Right now the Democratic field for president is wide and deep, but there are really only a handful of serious candidates. Generally, Iowa and then New Hampshire are the two states that have the biggest influence on the presidential nomination process in the US. The Iowa caucuses are February 3, 2020. Yet this coming year California and Texas have moved their primaries to March 30, with early voting in the former coming the day of the Iowa caucuses. These two primaries may make Iowa less important, or change the strategy of the primary process. California and Texas will require a lot of money and momentum, and it is not clear that doing well in Iowa will provide either. In addition, candidates may need to decide whether to commit resources to Iowa–with few delegates–or work to do well in California and Texas, which have more delegates. The change in primary schedules complicates the strategy for 2020.
Moreover, while the Democrats are united again Trump, they lack a defining narrative of what they want to do and what they stand for. They are missing the elusive narrative. Right now they are a party divided facing a president who has a unified Republican party behind him. Despite the slowing of the economy, a dreary manufacturing sector, and how health care and the trade wars are hurting his base economically, there is no sign that these factors are eroding his support.
5 - Who are the favorites among Democrats?
At this point it is Joe Biden, Elizabeth, Bernie Sanders, and Peter Buttigieg who are the top tier candidates in terms of money raised and standing in the polls, Biden is the leader among the more centrists of the party while Warren and Sanders are fighting for the left. The questions will be who emerges as the candidate of the left and then how will they square off against Biden and then which side–the moderate or the left–prevails within the Democratic party.
What has been surprising is the endurance of Biden. Despite his weak debate performance, he still is at or near the top in national and many state polls.
6 - What about Trump’s wall? Is it still an issue.
The wall was always a metaphor about other things that Trump was forced to own and take literally as a promise.
The wall will continue to be an issue for Trump and his base, but the impeachment and court challenges to the wall are complicating this as an issue. Trump will raise it at rallies but he has somewhat moved on to running against his impeachment and Democrats as his core issues along with going after immigrants.
The other issue of possible concern for Trump is the slowing of the US economy, but so far it does not look like it is affecting his support among his political base.
7- How will the China theme impact as elections?
China is a surrogate for immigration, isolationism, and protectionism. These themes resonate with the Republican base and so far there is no indication that the economic consequences are weakening support among Trump’s base.
8 - Is it possible to apply for an independent (Bloomberg) or a competitive third party to enter the race?

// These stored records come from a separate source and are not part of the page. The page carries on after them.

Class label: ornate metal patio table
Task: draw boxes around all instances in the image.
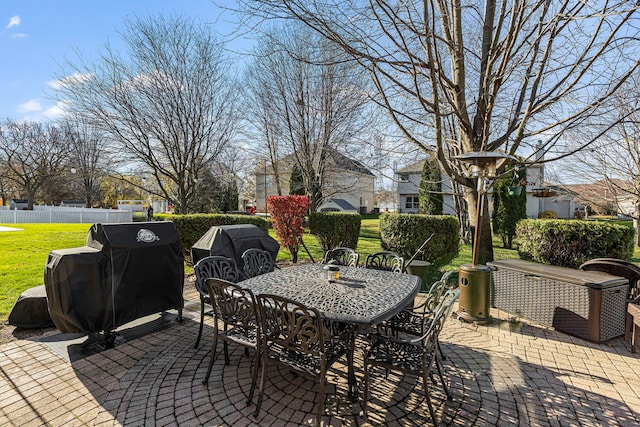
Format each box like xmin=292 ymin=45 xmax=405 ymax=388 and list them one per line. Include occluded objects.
xmin=238 ymin=263 xmax=421 ymax=398
xmin=238 ymin=263 xmax=421 ymax=325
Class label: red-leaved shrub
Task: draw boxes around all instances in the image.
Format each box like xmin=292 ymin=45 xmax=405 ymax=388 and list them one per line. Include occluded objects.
xmin=267 ymin=195 xmax=309 ymax=262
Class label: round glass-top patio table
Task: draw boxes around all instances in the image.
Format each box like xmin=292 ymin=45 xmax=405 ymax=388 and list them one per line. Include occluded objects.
xmin=238 ymin=263 xmax=421 ymax=325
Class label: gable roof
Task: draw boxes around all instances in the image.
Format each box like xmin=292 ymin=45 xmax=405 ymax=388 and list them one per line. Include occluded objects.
xmin=396 ymin=159 xmax=427 ymax=174
xmin=330 ymin=198 xmax=357 ymax=210
xmin=327 ymin=148 xmax=375 ymax=176
xmin=276 ymin=147 xmax=374 ymax=176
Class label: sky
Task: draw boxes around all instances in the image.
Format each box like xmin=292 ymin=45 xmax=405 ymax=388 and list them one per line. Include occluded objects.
xmin=0 ymin=0 xmax=249 ymax=122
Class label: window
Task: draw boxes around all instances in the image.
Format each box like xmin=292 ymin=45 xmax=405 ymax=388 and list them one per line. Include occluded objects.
xmin=405 ymin=196 xmax=419 ymax=209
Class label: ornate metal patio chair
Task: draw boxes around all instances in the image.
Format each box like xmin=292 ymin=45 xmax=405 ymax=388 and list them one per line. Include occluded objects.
xmin=363 ymin=287 xmax=460 ymax=427
xmin=202 ymin=278 xmax=261 ymax=405
xmin=364 ymin=251 xmax=405 ymax=273
xmin=321 ymin=247 xmax=360 ymax=267
xmin=241 ymin=248 xmax=276 ymax=279
xmin=383 ymin=270 xmax=458 ymax=337
xmin=253 ymin=293 xmax=352 ymax=426
xmin=579 ymin=258 xmax=640 ymax=301
xmin=193 ymin=256 xmax=240 ymax=349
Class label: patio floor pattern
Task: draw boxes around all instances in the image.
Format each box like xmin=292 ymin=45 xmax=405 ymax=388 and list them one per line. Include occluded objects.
xmin=1 ymin=285 xmax=640 ymax=426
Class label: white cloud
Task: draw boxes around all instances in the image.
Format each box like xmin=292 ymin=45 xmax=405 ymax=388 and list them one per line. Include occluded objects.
xmin=48 ymin=72 xmax=95 ymax=90
xmin=10 ymin=33 xmax=27 ymax=38
xmin=6 ymin=15 xmax=20 ymax=29
xmin=43 ymin=101 xmax=70 ymax=119
xmin=17 ymin=99 xmax=42 ymax=113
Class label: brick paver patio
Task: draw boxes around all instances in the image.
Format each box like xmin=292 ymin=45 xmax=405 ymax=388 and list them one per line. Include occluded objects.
xmin=1 ymin=285 xmax=640 ymax=426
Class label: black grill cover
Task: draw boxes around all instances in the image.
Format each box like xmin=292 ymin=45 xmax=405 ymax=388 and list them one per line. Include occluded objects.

People always talk of an third party candidate or party but the entry barriers, such as costs and legal challenges to get on the ballot, make it unlikely that a third party will emerge. Bloomberg also dislikes Trump enough that he will not enter as a spoiler.
9 - What about the congressional elections?
It seems unlikely the House will flip, especially with the number of Republicans who are retiring. The issue is whether the Republican can hold the Senate. Currently that have a 53-47 effective majority. In 2020 there will be 35 Senators up for election, of which 23 are Republicans. The impeachment process and possible Senate trial will test their loyalty–support the president or act to protect their own Senate seat.
One should also not forget that many state legislative seats are up for election in 2020. This is the election will determine control of the state houses going into the 2021 census and redistricting.
10–Any last thoughts?
Forget all the national polls. Remember that the presidential election is about the electoral college and the race to 270 electoral votes. The next president is the only who moves a handful of swing voters in a few swing counties in a few swing states. That is the real presidential election.